MRL (float) – The mean residual life

plot(xvals=None, xmin=None, xmax=None)

Plots all functions (PDF, CDF, SF, HF, CHF) and descriptive statistics in a single figure

Parameters:
• xvals (list, array, optional) – x-values for plotting

• xmin (int, float, optional) – minimum x-value for plotting

• xmax (int, float, optional) – maximum x-value for plotting

Returns:

None

Notes

The plot will be shown. No need to use plt.show(). If xvals is specified, it will be used. If xvals is not specified but xmin and/or xmax are specified then an array with 200 elements will be created using these limits. If nothing is specified then the range will be based on the distribution’s parameters. No plotting keywords are accepted.

quantile(q)

Quantile calculator

Parameters:

q (float, list, array) – Quantile to be calculated. Must be between 0 and 1.

Returns:

x (float) – The inverse of the CDF at q. This is the probability that a random variable from the distribution is < q

random_samples(number_of_samples, seed=None)

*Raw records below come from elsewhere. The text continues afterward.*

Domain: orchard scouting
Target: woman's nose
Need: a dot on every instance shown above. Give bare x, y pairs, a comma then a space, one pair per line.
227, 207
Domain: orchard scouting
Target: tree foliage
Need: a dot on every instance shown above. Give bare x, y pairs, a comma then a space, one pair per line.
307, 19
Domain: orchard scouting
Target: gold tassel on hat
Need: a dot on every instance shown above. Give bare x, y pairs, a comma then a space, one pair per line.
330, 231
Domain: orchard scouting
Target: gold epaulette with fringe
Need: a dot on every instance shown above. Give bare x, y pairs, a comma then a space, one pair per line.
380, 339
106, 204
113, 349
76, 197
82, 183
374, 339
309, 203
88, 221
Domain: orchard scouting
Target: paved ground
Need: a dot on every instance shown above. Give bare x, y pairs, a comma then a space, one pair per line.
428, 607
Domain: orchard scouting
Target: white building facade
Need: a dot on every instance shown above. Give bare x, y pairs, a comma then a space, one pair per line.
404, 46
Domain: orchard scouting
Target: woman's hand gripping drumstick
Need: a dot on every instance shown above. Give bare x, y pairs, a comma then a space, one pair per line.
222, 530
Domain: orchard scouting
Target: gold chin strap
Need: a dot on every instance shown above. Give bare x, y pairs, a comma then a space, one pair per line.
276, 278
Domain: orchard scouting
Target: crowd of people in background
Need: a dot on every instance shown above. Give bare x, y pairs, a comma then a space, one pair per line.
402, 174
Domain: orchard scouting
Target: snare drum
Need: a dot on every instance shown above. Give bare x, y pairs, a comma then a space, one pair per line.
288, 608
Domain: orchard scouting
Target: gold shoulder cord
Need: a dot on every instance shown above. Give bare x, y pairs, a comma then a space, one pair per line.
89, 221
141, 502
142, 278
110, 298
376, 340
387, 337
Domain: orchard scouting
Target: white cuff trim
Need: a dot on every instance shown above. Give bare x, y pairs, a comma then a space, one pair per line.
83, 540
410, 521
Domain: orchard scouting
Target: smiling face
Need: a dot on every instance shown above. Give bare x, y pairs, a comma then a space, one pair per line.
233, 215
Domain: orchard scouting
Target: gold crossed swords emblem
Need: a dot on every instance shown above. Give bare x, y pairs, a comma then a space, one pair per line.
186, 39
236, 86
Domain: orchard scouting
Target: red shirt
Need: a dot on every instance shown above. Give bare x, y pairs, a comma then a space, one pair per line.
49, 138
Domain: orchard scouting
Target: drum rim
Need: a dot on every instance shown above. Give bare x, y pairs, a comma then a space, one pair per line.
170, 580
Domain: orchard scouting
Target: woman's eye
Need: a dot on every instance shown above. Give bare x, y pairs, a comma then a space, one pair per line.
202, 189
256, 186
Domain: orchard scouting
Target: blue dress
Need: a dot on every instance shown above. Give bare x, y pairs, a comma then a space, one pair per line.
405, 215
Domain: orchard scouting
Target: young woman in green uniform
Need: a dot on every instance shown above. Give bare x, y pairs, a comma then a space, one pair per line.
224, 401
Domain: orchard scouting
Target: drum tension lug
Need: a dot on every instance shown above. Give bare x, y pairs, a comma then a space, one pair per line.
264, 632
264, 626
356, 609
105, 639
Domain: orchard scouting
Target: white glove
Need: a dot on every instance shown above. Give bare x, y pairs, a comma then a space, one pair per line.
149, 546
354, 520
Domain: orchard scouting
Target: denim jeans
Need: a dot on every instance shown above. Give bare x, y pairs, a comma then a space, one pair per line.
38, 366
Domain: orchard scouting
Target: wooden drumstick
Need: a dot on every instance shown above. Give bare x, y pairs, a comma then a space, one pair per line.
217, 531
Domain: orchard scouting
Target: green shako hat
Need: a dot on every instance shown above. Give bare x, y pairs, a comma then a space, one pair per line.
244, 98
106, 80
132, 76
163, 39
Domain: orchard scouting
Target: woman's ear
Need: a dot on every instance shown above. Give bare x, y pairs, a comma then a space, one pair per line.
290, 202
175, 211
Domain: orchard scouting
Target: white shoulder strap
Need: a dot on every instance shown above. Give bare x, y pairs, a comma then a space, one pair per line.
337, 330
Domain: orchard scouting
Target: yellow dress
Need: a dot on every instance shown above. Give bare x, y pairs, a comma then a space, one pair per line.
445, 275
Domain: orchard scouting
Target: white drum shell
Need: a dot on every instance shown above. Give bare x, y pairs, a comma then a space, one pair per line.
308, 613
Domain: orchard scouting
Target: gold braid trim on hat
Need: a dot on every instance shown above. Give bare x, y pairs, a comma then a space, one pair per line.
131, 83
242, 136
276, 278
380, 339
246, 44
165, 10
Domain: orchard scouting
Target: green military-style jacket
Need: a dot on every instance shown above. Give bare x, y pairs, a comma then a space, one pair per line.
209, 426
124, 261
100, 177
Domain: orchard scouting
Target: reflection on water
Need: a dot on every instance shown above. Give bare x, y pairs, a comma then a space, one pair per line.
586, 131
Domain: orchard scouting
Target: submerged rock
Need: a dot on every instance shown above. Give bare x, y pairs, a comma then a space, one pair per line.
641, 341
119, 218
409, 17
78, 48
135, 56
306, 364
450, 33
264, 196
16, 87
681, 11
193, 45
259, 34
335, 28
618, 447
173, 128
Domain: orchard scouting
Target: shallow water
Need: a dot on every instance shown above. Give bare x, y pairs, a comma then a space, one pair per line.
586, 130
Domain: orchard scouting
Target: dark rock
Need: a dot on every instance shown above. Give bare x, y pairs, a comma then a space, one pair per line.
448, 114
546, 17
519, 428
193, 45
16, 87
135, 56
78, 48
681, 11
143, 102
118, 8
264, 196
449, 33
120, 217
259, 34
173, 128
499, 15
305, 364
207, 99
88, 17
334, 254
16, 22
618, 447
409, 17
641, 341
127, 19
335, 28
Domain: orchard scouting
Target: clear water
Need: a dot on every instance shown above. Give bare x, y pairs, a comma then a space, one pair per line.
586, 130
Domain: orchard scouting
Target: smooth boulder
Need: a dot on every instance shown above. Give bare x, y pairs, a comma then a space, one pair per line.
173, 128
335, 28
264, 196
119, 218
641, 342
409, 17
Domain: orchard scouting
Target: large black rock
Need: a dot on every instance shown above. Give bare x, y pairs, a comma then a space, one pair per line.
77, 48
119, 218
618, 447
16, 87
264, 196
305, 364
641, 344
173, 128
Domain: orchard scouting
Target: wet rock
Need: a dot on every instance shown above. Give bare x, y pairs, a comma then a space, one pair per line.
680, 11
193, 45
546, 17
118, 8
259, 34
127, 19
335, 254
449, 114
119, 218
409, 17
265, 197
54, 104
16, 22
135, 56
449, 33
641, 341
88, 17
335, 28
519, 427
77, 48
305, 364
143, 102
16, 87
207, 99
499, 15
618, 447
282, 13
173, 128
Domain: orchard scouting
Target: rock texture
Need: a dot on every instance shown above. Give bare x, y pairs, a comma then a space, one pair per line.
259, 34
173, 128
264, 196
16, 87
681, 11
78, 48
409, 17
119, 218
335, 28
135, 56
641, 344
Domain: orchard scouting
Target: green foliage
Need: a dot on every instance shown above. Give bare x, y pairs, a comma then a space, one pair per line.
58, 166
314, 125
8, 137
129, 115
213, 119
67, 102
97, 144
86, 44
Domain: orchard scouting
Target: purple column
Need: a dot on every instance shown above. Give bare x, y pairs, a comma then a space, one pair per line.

Draws random samples from the probability distribution

Parameters:
• number_of_samples (int) – The number of samples to be drawn. Must be greater than 0.

• seed (int, optional) – The random seed passed to numpy. Default = None

Returns:

samples (array) – The random samples

Notes

This is the same as rvs in scipy.stats

stats()

Descriptive statistics of the probability distribution. These are the same as the statistics shown using .plot() but printed to the console.

Parameters:

None

Returns:

None